Overall, this web‐based intervention seems to have been suitable for nurses in home health care as it apparently met most of their working conditions and needs in an adequate way. But a third seminar in the middle of the learning period is a recommendation for the future that would improve practicing and enhance the social aspect. Additionally, the organisational circumstances and conditions are important factors that affect the utilisation of learning. For instance, having time allocated and experiencing support and commitment from the organisation were perceived as essential parts. Thus, when educating nurses, also through web‐based learning, in how to support families, it is important to take into consideration that learning consists of several dimensions and that appraisal of the social aspects also has great influence. Traditionally, the focus on learning in everyday life and in education research is primarily on the individual's understandings, skills and knowledge. However, it is important to emphasise that other aspects, as incentive and interaction, are similarly involved in learning.

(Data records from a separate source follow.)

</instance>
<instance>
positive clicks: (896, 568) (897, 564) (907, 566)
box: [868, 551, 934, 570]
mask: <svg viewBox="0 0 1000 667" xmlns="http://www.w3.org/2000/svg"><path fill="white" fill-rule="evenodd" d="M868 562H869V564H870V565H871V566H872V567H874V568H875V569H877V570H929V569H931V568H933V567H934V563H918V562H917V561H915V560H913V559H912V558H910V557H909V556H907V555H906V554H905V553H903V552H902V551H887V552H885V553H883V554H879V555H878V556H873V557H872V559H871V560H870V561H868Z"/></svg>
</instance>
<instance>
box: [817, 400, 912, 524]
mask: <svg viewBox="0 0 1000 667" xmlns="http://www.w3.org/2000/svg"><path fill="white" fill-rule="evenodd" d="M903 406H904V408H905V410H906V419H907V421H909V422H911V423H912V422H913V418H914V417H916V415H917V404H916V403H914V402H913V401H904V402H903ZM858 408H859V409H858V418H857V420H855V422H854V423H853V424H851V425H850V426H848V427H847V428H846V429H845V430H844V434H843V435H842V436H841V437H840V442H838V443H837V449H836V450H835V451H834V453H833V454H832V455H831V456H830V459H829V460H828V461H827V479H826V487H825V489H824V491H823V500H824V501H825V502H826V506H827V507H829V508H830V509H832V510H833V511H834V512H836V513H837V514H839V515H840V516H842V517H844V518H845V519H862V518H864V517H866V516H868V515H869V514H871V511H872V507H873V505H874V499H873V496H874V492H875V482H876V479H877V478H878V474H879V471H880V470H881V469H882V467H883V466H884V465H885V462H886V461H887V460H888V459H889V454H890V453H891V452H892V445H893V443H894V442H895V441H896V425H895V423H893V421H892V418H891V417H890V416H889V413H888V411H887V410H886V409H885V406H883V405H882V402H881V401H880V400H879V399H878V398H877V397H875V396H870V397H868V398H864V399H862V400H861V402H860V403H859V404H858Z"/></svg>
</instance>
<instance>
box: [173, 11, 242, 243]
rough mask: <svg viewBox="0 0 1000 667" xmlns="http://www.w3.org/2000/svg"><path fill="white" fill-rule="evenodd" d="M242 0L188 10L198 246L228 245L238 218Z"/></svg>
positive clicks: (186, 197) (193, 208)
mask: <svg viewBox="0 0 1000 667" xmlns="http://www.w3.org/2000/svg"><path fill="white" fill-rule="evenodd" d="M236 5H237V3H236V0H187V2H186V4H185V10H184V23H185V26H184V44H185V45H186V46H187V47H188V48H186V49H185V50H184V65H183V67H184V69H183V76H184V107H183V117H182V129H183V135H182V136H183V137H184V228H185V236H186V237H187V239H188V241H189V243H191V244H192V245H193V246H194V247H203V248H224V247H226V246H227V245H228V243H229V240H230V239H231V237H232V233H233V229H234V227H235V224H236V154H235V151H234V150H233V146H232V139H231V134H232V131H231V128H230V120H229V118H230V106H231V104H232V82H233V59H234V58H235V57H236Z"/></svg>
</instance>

7. RELEVANCE TO CLINICAL PRACTICE

This web‐based learning seems to be applicable for educating nurses in FSN and could be an appropriate step towards implementing FamHC in home health care. Moreover, the findings enhance the understanding of educating and giving nurses adequate resources through web‐based learning with the purpose of supporting families in home health care, additionally, contribute to what aspects to be aware of when educating working nurses at their workplace. Thus, the findings of this study are clinically relevant, both on a national and global level, and ready to be applied in nursing health care.

CONFLICT OF INTEREST

The authors declare no potential conflict of interest regarding the research, authors and/or publication of this study.

Supporting information

 

ACKNOWLEDGEMENTS

The authors wish to acknowledge the participating nurses who shared their perceptions and experiences regarding the web‐based education. We are also grateful to the heads of home health care.

Pusa S, Dorell Å, Erlingsson C, Antonsson H, Brännström M, Sundin K. Nurses’ perceptions about a web‐based learning intervention concerning supportive family conversations in home health care. J Clin Nurs. 2019;28:1314–1326. 10.1111/jocn.14745

Funding information

Umeå University and a Municipality in the Northern Sweden.